Opened 7 years ago

Last modified 6 years ago

#6884 new defect

Incorrect number of laptops shown in neighborhood view

Reported by: wad Owned by: Collabora
Priority: high Milestone: 8.2.0 (was Update.2)
Component: presence-service Version:
Keywords: Cc: Collabora, martin.langhoff, mstone, sascha_silbe
Blocked By: Blocking:
Deployments affected: Action Needed: diagnose
Verified: yes

Description

Using normal WiFi through an access point to connect to a school server, a number of laptops running gabble and connected to the school presence service had different numbers of user displayed on their screen.

For example, in a recent test three adjacent laptops showed 44, 36, and 23 laptops in their respective neighborhood views. The correct number (according to both manual calculation and the ejabberd server) was 45.

We are not referring to the case where NO other laptops are shown on the screen (#6883), although it may be related.

Laptops running 703 build, school server running build 160.

Logs and packets traces, as well as more description of the test setup, can be found at:
http://wiki.laptop.org/go/Collab_Network_School_Wifi_Tests#Test_0410C

Change History (19)

comment:1 Changed 7 years ago by gdesmott

Are you sure all these laptops were properly connected to the jabber server (and so were running Gabble and not Salut)?
A first start to help us to debug this would be to check if there are differences between the laptops displayed on the mesh view and the buddies list from the PS debugger (from the Analyze activity).

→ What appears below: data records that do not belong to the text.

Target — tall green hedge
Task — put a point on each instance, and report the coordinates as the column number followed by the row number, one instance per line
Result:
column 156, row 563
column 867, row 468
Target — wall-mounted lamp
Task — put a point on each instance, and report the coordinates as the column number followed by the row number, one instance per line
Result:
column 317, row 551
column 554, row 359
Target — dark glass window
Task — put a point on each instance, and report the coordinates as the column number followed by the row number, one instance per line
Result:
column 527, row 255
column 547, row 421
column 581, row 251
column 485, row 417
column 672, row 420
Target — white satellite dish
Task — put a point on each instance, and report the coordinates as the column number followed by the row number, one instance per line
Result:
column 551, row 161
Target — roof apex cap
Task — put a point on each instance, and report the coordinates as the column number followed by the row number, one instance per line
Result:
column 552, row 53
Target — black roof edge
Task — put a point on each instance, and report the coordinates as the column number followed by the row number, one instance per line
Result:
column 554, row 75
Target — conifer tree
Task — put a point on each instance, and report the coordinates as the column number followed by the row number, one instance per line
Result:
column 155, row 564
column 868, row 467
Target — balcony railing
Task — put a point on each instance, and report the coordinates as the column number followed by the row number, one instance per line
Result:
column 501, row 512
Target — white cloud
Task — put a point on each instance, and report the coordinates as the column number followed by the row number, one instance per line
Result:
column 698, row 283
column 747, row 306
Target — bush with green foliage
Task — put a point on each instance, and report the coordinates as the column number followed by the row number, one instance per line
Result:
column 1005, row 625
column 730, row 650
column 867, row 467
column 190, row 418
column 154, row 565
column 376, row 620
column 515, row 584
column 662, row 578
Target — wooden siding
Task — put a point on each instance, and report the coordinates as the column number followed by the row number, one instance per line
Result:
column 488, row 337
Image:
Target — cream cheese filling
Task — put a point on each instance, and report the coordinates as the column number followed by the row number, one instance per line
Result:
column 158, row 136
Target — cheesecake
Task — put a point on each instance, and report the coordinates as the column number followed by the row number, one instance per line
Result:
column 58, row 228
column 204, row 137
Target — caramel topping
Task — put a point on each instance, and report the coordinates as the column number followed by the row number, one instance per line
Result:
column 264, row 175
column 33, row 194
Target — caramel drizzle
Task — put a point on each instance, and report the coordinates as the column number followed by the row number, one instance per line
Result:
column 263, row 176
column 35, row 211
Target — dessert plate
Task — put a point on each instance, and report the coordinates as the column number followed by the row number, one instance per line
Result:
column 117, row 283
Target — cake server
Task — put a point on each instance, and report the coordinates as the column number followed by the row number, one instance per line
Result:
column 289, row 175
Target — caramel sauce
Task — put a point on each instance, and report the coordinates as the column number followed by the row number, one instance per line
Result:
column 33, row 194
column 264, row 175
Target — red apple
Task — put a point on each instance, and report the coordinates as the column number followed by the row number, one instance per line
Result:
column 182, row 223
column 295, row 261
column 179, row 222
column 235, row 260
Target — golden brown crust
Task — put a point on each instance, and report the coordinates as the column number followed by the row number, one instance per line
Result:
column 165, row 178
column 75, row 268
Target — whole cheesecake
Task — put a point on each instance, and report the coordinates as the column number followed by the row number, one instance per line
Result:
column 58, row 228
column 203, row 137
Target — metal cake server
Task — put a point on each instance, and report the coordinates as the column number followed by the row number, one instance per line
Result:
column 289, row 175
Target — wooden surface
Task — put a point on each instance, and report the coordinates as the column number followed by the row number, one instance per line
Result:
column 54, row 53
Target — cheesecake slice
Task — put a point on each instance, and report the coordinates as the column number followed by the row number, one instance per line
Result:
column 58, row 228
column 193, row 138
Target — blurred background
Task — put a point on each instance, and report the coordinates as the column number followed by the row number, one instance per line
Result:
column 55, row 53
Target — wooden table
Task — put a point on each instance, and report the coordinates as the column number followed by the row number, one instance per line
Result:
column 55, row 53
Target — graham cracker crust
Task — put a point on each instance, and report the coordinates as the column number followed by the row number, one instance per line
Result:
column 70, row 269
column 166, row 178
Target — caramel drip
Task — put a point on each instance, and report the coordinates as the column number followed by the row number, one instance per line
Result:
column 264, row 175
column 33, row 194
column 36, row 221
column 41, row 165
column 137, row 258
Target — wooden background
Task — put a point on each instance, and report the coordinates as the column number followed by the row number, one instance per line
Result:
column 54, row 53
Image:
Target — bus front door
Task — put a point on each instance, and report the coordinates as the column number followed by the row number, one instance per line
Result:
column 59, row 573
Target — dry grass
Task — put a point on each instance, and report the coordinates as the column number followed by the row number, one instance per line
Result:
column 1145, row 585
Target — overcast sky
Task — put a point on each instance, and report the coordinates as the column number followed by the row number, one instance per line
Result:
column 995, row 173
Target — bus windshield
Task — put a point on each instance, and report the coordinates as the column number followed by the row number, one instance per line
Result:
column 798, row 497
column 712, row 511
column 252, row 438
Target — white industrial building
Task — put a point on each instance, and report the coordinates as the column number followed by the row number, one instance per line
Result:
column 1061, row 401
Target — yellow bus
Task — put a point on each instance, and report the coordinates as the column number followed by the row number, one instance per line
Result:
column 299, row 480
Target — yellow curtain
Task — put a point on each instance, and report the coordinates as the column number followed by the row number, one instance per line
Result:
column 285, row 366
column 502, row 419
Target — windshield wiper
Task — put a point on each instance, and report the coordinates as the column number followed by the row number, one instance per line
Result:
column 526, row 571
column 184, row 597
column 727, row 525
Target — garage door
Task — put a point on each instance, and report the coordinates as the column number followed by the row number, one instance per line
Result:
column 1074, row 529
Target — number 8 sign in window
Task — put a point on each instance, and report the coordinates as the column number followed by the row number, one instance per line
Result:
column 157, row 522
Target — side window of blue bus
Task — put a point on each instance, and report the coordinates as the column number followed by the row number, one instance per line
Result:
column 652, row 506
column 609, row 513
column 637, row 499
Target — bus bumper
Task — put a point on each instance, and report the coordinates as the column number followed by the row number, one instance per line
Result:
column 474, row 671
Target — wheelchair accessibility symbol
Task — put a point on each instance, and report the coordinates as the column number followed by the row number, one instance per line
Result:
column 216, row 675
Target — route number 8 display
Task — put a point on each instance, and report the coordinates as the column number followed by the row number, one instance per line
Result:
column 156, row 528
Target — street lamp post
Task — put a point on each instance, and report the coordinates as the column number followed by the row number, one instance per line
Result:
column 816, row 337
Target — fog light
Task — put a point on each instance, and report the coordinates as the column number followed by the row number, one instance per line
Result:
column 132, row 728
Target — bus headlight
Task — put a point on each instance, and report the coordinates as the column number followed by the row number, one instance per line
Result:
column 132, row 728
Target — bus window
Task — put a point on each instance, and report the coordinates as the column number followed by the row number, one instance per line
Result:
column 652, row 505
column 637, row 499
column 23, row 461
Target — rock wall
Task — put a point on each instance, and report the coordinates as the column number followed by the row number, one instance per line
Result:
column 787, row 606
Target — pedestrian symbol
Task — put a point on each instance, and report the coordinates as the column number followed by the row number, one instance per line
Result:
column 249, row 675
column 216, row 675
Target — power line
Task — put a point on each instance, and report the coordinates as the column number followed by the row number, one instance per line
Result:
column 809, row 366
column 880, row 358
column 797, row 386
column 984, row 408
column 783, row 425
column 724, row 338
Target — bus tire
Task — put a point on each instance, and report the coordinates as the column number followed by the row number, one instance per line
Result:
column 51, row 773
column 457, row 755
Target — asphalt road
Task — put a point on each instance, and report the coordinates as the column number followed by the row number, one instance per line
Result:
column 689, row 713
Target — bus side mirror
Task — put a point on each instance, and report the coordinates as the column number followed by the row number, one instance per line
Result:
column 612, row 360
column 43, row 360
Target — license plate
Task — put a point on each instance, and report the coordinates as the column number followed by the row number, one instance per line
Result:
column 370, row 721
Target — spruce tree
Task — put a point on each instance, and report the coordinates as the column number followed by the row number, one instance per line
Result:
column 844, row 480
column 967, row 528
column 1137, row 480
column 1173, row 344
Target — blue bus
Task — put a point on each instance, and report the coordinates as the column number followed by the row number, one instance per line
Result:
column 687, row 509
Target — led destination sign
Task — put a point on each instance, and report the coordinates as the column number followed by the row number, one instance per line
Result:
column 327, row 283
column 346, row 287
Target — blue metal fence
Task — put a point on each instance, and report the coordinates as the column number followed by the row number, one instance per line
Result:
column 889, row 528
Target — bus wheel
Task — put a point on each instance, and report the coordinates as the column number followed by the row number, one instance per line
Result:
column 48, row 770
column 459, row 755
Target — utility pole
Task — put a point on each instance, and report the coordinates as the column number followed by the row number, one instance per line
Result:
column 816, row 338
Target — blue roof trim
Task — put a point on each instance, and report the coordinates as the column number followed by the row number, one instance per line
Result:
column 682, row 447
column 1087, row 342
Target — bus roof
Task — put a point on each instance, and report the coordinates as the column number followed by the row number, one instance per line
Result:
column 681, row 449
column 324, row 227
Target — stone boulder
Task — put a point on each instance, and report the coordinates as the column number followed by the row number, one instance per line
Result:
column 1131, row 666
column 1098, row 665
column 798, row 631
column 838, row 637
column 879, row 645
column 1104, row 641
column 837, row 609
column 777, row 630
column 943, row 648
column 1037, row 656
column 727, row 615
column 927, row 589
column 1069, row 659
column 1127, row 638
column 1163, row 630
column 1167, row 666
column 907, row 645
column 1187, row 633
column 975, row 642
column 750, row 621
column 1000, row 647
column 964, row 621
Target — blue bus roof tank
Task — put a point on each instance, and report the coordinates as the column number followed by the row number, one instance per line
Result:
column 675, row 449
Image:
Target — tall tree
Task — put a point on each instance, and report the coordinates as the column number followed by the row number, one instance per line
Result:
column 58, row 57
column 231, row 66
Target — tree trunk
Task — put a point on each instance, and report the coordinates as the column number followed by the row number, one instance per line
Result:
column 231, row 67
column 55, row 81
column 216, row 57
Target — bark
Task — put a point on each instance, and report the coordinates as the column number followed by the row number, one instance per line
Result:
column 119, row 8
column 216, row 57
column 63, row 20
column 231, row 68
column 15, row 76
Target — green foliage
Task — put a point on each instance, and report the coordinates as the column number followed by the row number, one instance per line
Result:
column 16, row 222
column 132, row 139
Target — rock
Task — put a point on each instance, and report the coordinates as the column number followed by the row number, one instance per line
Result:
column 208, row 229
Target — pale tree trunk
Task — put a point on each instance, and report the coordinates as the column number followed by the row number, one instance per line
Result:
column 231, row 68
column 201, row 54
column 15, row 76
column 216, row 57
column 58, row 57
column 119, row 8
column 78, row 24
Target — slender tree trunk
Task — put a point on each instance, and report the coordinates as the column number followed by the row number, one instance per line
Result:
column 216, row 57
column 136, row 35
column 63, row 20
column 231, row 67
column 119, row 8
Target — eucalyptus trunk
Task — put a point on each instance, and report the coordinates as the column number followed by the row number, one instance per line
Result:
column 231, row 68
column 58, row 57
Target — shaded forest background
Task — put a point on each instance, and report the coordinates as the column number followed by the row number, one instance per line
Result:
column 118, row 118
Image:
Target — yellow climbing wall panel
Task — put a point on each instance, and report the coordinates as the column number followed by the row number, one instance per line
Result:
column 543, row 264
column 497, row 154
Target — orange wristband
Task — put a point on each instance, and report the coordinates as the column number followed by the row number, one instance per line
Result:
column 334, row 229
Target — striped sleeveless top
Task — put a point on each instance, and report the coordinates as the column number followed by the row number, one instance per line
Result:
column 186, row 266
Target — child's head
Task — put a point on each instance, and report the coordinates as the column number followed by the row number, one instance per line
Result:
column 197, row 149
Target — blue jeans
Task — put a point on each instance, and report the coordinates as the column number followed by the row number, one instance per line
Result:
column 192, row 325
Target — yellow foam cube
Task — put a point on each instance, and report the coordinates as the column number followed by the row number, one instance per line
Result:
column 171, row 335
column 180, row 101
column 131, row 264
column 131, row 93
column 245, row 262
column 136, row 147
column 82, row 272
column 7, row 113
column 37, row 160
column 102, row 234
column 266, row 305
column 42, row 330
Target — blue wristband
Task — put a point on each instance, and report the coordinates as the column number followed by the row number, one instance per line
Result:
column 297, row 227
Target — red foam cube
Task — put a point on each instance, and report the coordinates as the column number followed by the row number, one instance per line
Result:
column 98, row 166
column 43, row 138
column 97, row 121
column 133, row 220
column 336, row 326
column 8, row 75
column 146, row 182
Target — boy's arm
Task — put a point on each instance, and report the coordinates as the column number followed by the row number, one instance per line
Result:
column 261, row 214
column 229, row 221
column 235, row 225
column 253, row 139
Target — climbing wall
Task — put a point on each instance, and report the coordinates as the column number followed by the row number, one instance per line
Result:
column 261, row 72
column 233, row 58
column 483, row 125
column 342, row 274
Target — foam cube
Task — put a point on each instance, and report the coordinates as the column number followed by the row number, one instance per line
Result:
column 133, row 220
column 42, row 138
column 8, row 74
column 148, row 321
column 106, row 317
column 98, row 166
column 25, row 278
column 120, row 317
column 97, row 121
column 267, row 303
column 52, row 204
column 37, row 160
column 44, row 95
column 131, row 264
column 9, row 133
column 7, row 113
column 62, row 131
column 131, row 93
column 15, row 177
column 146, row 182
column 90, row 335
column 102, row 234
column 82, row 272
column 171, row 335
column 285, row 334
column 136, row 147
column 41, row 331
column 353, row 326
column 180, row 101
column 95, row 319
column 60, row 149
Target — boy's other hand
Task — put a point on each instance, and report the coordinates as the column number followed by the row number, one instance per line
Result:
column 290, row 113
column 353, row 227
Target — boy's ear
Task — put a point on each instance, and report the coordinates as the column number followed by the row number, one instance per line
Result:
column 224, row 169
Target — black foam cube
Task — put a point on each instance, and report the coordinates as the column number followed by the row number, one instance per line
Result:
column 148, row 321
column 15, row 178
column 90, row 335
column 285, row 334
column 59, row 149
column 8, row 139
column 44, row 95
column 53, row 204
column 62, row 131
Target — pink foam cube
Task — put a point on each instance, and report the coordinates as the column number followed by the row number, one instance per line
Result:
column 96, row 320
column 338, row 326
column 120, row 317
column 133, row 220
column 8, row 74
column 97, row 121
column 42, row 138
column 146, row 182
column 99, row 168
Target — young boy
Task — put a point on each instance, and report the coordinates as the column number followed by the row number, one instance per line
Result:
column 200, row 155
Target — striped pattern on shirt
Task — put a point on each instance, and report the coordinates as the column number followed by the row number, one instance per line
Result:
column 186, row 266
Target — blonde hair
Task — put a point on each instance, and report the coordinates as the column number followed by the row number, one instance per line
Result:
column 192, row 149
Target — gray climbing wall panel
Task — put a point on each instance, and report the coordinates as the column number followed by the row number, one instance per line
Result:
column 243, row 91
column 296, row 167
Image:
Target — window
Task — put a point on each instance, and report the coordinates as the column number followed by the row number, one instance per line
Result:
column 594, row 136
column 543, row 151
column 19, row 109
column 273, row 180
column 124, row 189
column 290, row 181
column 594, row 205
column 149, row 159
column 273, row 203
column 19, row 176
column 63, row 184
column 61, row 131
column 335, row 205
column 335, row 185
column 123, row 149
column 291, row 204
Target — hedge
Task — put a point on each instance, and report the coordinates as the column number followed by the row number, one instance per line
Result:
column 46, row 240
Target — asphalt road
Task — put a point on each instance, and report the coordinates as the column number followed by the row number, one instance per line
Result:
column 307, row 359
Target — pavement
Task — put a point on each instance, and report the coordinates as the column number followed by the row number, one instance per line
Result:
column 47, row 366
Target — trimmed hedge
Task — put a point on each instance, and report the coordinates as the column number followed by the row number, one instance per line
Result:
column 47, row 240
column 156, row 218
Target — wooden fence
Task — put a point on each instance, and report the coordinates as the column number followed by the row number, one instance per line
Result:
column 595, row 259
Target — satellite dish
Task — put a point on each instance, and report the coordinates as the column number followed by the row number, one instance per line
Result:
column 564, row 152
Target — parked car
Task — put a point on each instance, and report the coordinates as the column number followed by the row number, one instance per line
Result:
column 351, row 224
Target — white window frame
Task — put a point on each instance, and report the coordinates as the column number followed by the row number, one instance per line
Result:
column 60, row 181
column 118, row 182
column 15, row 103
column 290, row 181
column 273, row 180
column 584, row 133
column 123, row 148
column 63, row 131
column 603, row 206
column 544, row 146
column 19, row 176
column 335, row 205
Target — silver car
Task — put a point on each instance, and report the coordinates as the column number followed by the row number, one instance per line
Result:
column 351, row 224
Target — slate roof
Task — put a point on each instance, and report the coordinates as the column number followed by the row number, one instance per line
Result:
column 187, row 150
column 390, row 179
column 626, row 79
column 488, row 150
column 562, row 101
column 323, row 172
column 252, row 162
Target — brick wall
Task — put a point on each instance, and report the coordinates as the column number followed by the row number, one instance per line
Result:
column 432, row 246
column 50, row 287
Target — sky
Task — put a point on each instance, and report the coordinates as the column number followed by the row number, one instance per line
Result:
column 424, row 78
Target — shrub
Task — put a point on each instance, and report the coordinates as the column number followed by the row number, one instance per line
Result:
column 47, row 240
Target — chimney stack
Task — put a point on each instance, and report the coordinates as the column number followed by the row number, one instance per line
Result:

It could also be a problem on the Jabber server. Which "groups" are populated on it? There was plan to add a "Online" and "Random" group but I don't know if these patches were applied or not.
Daf: Can you tell us more about this?

comment:2 Changed 7 years ago by gdesmott

I wrote a simple script listing all the buddies known by the PS. Could help to debug this kind of bug. See #6918

comment:3 Changed 7 years ago by gdesmott

  • Cc Collabora added; olpc@… removed

I reproduced this kind of bugs using sugar-jhbuild and hyperactivity connecting 30 accounts. According logs, the jabber server doesn't send us presence from a lot of connected accounts (but it does to other XO's). So that's definitely an ejabberd bugs. Would be good if a P1 guy could take a look on it.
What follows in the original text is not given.